Around 30 percent of Americans agree transgender women athletes should be able to compete at any sporting level.

Nearly 70 percent of respondents said they believed transgender girls would have a competitive advantage over other girls.

Mark Hyman, director of UMD’s Shirley Povich Center for Sports Journalism told WAPO:

“People increasingly have an awareness of the issue and are empathetic toward the journey that transgender people are on, but the notion that they are competing against athletes that are born a particular sex are lagging behind that,” Hyman said.

 

According to The HIll’s analyst Ryan Grim:

The race class narrative is an update on a theme that 19th century populist pushed, most famously by Tom Watson, who said to white and black farmers famously: ” You are kept apart that you may be separately fleeced of your earnings, you’re made to hate each other because upon that hatred is rested the keystone of the arch of financial despotism, which enslaves you both. ”

The Trans rights memo suggests a similar tack. Specifically, the memo argues “We can and should connect justice for transgender people to issues of racial and economic justice. And by doing so we move our base and persuadable audience on key metrics of support.”

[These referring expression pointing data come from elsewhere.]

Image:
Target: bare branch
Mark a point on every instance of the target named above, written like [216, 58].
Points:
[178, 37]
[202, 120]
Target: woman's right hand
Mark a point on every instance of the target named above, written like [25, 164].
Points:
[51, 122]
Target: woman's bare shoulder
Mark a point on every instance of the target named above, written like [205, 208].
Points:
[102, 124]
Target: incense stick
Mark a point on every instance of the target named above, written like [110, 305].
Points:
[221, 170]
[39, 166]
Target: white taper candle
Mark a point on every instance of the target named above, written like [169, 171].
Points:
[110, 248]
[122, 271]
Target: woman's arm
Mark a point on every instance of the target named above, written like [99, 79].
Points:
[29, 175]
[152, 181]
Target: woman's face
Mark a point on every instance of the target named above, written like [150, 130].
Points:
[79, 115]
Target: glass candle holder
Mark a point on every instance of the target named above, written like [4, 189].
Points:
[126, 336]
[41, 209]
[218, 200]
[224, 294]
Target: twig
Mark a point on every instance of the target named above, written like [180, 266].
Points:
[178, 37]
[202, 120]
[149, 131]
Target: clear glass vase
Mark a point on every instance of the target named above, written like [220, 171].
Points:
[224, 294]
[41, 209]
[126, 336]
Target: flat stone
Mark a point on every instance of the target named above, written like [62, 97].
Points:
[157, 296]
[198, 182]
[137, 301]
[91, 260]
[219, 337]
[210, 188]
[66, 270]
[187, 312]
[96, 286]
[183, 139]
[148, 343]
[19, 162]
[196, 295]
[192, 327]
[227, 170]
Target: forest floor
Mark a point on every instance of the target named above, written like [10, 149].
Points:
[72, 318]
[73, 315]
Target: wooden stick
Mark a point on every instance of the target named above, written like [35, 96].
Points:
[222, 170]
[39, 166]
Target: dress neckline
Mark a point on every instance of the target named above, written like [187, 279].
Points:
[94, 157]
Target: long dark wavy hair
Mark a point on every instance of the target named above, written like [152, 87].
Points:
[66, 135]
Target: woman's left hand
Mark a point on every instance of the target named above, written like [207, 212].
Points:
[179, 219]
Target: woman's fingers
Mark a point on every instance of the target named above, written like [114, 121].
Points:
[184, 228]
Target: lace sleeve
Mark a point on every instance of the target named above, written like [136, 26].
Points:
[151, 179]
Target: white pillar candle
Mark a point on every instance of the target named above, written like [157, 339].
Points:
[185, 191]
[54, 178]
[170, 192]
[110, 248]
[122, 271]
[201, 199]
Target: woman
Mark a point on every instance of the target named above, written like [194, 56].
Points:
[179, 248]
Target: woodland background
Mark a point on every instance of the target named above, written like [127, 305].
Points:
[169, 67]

Trans swimmer Lia Thomas certainly got this cue and has been comparing her plight to Jackie Robinson.

Left Lia Thomas, Right Jackie Robinson the first African American to play in Major League Baseball

Dailymail reported:

‘She compares herself to Jackie Robinson,’ the teammate added, referencing the fact that Robinson broke the race barrier to become the first black man to play Major League Baseball.

‘She said she is like the Jackie Robinson of trans sports.’

 

Ryan Grim shined a light on why this strategy might work:

The strategy of linking trans rights to racial justice echoes of strategy advocated in a while The distributed 2019 memo that analyzed the rapid success of the trans rights movement in several European countries. One of the key lessons learned was “tie your campaign to more popular reform”. Specifically, it cited the success of linking trans rights to marriage equality and moving it all forward at once. It also then advised ” avoid excessive press coverage and exposure”.